Par ailleurs, c'est également à bon droit, que le tribunal a relevé qu'aucune pièce du dossier n'établissait l'existence d'un accord entre les parties sur le juste prix que les époux Labrador étaient fondés à réclamer au titre de leur invention attribuée à la société.

Il ne peut en effet y avoir lieu de considérer que l'indemnité de 500.000 F accordée à Madame Labrador le 25 mars 1999 en dédommagement de la rupture de son contrat de travail imputable à son refus d'accepter une mutation sur un autre site ait pu rétribuer pour partie la concession de l'invention en l'absence de disposition exprès à ce titre.

Il en va de même du contrat de collaboration conclu après son licenciement en novembre 1992 par Monsieur Labrador pour le compte de la société FINAGROSAN avec la société API qui n'inclut pas de référence à l'invention précitée.

Dès lors en l'absence de preuve du versement d'une rémunération en contrepartie de leur invention ayant fait l'objet du brevet, les époux Labrador sont fondés à réclamer le juste prix de cette dernière au sens de l'article L. 611-7 du code de la propriété intellectuelle ainsi que l'a admis le tribunal.

Compte tenu de la nature des relations de travail salarié ayant lié la société API aux époux Labrador, ayant donné lieu à l'allocation de rémunérations négociées et des délais nécessaires pour que l'entreprise puisse mettre en pratique le brevet litigieux, il y a lieu de considérer que c'est à bon droit que le tribunal a décidé que la fixation du juste prix devrait être opérée à la date de la rupture des contrats de travail des époux Labrador soit novembre 1992.

Il y a lieu également de confirmer les dispositions du jugement entrepris relatives à l'organisation d'une mesure d'expertise pour réunir les éléments permettant de fixer le juste prix sur la base des critères légaux et jurisprudentiels.

Par ailleurs, en l'état, si le principe de l'obligation à paiement du juste prix est acquis, la cour tout comme le tribunal ne dispose pas d'éléments d'appréciation suffisants pour fixer le montant de la provision sollicitée par les époux Labrador au-delà d'une somme de 15.000 €.

Sur le fond, le jugement sera également confirmé en ce qu'il a sursis à statuer sur la réparation du préjudice moral invoqué par les époux Labrador, sur l'évaluation du juste prix et les demandes d'indemnités présentées au titre de la réparation du préjudice résultant du refus opposé jusqu'à ce jour par la société API dont il est argué qu'il engage sa responsabilité contractuelle.

La nature du litige opposant les parties qui relève ainsi que l'a estimé le tribunal de relations internes opposant l'employeur à ses anciens salariés dans le cadre de leurs relations mutuelles ne justifie pas que soit ordonnée la publication du jugement et du présent arrêt. Le jugement entrepris sera donc confirmé à ce titre.

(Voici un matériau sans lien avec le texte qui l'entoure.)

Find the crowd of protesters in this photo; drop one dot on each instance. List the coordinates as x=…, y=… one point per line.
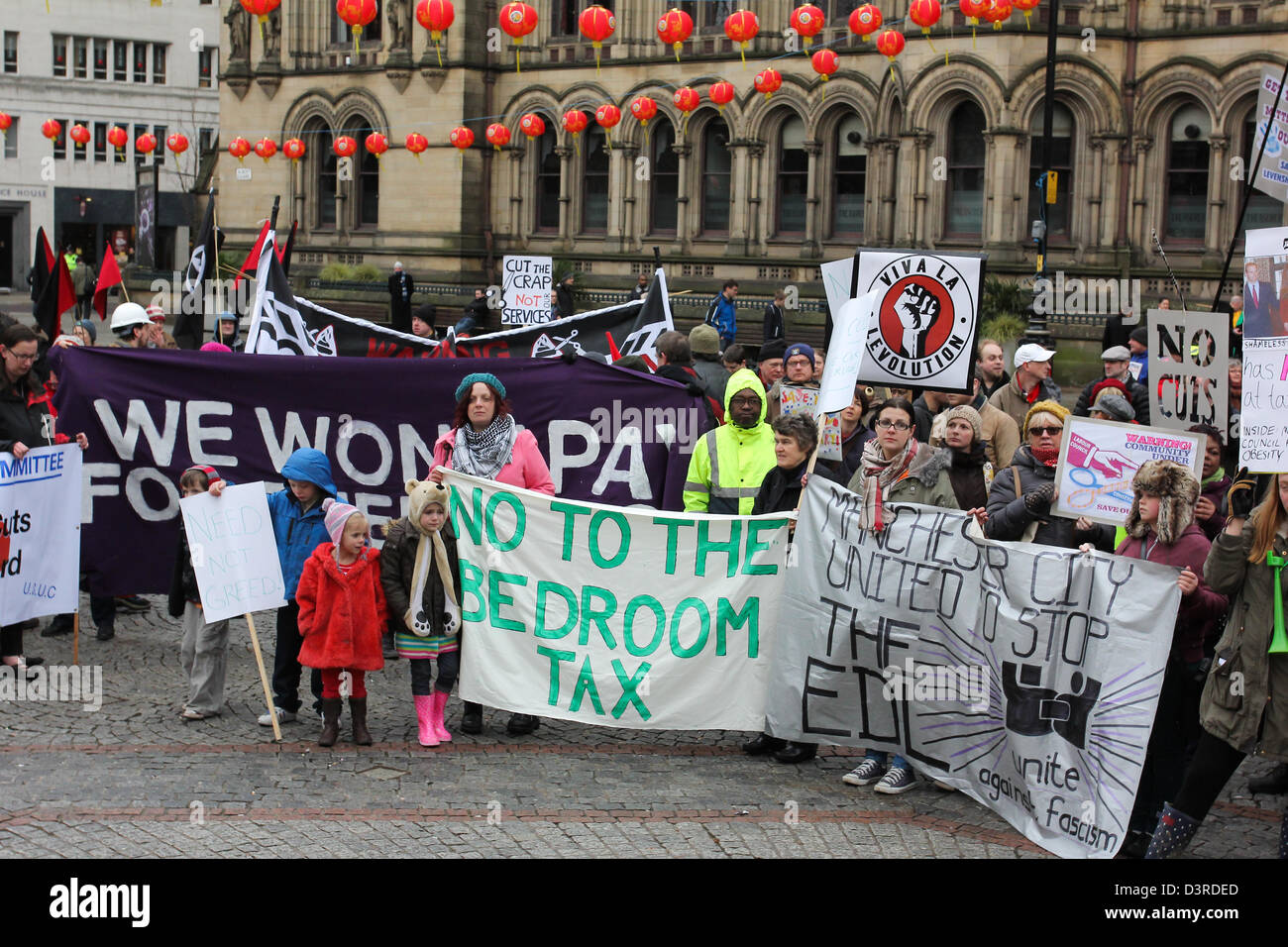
x=991, y=453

Les appelants succombant en leur appel seront tenus aux dépens d'appel.

En revanche l'équité ne commande pas à ce stade de la procédure d'allouer à l'intimée une quelconque indemnité sur le fondement de l'article 700 du code de procédure civile.

PAR CES MOTIFS

LA COUR,

Confirme le jugement entrepris.

Y ajoutant

Rejette toutes demandes plus amples ou contraires.

Condamne in solidum Monsieur Douglas Thorogood et les époux Jacques Labrador et Jeanne Guinard épouse Labrador aux dépens d'appel et en accorde distraction à la SCP Castéja-Clermontel et Jaubert en application de l'article 699 du code civil.